The point of haiku is indeed to convey feeling, not ideas, concepts, or judgments. Consider this haiku of mine, which won first place in the 2000 Henderson haiku contest, sponsored by the Haiku Society of America:
meteor shower . . .
a gentle wave
wets our sandals
How do you feel when you read this poem? Do you feel the surprise of the tide turning, thus wetting your sandaled feet? Do you feel the moment’s summerness? Do you notice the effect of the word “our,” which makes this a shared rather than solitary experience? Even if you’ve never been to the ocean, I hope you can feel the enthrallment with the meteor shower, and then the surprise wetness from a wave, showing how nature, in this case through the changing tide, caused by the gravitational pull of celestial objects, can touch us in unexpected ways. A good haiku will make you realize something that you always knew but might have forgotten. A haiku takes you back to yourself, back to who you are, and what it’s like to be human—to your “falling leaf nature,” as translator R. H. Blyth put it. And you make this realization emotionally, not intellectually. You also bring a lot of yourself to each haiku, which is sometimes called an “unfinished” poem because of what it leaves out. And what you bring to each poem is how you have personally experienced your world through your senses. Thus haiku poems are about the five senses, and how you take in the world around you through those senses. In other words, the haiku is about what takes place outside you. It is generally not about what you think about the experience or how you interpret it, at least not for beginners.

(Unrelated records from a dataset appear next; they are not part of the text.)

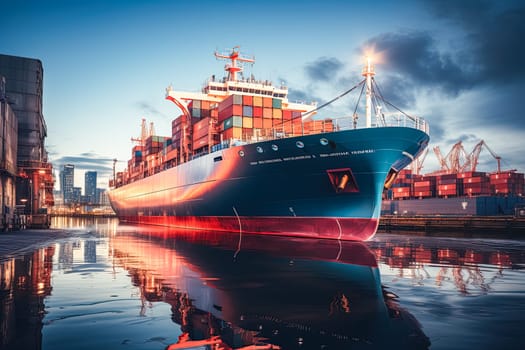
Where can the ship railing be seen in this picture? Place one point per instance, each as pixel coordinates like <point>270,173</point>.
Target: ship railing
<point>298,127</point>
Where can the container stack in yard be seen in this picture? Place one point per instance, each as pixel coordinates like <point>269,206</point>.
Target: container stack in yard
<point>466,193</point>
<point>212,124</point>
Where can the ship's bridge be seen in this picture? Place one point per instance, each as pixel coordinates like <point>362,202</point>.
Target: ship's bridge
<point>244,87</point>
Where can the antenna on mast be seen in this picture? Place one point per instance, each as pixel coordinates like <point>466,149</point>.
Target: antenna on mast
<point>368,73</point>
<point>234,56</point>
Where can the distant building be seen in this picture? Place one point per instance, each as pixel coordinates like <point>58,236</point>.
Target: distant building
<point>8,158</point>
<point>67,177</point>
<point>76,195</point>
<point>90,187</point>
<point>23,90</point>
<point>102,196</point>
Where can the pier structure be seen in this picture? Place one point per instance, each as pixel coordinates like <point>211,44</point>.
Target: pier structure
<point>25,172</point>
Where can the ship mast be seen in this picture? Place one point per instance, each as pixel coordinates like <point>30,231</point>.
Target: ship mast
<point>368,73</point>
<point>234,56</point>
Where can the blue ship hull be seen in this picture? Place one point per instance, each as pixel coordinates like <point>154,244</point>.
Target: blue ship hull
<point>324,185</point>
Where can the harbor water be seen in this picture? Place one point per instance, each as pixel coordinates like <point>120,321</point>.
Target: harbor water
<point>111,286</point>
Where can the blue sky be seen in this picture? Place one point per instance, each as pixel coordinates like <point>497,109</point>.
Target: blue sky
<point>458,64</point>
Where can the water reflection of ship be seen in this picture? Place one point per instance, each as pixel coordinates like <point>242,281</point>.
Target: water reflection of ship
<point>470,267</point>
<point>24,283</point>
<point>250,290</point>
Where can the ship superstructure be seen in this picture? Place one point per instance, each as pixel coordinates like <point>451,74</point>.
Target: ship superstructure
<point>242,157</point>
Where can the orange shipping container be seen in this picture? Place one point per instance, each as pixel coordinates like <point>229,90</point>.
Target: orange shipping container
<point>267,102</point>
<point>257,111</point>
<point>277,113</point>
<point>267,113</point>
<point>257,122</point>
<point>232,133</point>
<point>257,101</point>
<point>201,142</point>
<point>247,122</point>
<point>247,100</point>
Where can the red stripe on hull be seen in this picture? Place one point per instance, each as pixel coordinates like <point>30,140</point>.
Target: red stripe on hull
<point>354,229</point>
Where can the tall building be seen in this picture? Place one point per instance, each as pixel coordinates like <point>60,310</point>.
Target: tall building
<point>90,186</point>
<point>67,177</point>
<point>8,155</point>
<point>23,91</point>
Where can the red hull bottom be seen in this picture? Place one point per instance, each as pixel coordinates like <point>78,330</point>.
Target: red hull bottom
<point>352,229</point>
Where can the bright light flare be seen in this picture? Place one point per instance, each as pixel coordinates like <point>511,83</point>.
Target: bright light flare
<point>371,56</point>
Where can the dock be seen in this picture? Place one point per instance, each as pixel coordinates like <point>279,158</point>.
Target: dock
<point>436,223</point>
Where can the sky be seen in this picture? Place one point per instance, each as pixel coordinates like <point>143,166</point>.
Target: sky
<point>457,64</point>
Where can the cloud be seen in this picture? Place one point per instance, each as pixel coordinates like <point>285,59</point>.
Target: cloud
<point>324,69</point>
<point>414,55</point>
<point>493,35</point>
<point>149,109</point>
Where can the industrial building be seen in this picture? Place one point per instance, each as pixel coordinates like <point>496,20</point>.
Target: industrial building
<point>24,159</point>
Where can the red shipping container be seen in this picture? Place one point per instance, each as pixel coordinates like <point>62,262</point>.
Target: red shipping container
<point>247,133</point>
<point>232,133</point>
<point>267,102</point>
<point>257,122</point>
<point>257,101</point>
<point>267,113</point>
<point>267,123</point>
<point>257,111</point>
<point>247,100</point>
<point>201,142</point>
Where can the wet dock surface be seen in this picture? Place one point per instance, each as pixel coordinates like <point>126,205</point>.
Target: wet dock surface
<point>103,285</point>
<point>14,243</point>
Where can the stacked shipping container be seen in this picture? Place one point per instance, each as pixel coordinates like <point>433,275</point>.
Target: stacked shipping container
<point>408,185</point>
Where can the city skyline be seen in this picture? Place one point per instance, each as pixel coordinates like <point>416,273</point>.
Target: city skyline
<point>106,66</point>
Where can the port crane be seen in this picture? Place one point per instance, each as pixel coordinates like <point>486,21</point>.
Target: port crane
<point>458,160</point>
<point>473,158</point>
<point>144,132</point>
<point>417,164</point>
<point>452,162</point>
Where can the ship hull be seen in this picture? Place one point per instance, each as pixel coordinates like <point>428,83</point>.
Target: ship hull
<point>290,186</point>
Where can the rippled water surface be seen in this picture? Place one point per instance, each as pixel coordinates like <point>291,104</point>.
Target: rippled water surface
<point>128,287</point>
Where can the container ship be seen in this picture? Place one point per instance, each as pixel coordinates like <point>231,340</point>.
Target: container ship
<point>242,157</point>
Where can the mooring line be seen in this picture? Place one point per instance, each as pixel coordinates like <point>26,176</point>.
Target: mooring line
<point>240,232</point>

So why not give haiku a try with a goal other than 5-7-5 in mind? Indeed, the point of the “no 5-7-5” NaHaiWriMo logo is to emphasize that it’s a widespread misunderstanding to think of haiku merely as anything written in 5-7-5 syllables. Remember, 5-7-5 does not a haiku make.
PERSONAL OBSERVATIONS:
So, in a nutshell, here is my own take on the thrust of this article:
THE CONCEPT OF THE SO-CALLED “RULE” OF 5-7-5 SYLLABLES IN HAIKU IN OCCIDENTAL LANGUAGES CONSTITUTES A COMPLETE MISUNDERSTANDING OF THE 5-7-5 SOUND COUNT OF CLASSICAL JAPANESE HAIKU. This does not necessarily mean that some of your haiku may indeed end up with a 5-7-5 syllable count, i.e. 5 syllables in the first line, 7 in the second and 5 in the third, but if any such haiku do end up with this syllable count, it is merely by happenstance. The vast majority of haiku in Occidental languages do not strictly run to 5-7-5 syllables. And even if a particular haiku is 5-7-5 = 17 syllables long in English, if it is bilingual, as are my Canadian haiku, it is almost a dead certainty that the same (or similar) haiku in French will not run to the same number of syllables, given that the syntactical and grammatical structures of these 2 languages are so unalike. And what goes for bilingual English and French haiku must necessarily also apply to bilingual English and Spanish, English and Italian, English and German, Spanish and French, Spanish and Italian, Spanish and German and so on and so on, ad nauseam. You simply cannot stuff into a predetermined 5-7-5 syllable count box the same or similar haiku in two or more Occidental languages. Besides, so-called “syllables” in Japanese haiku are not syllables at all, but rather discrete sounds. Caveat poeta!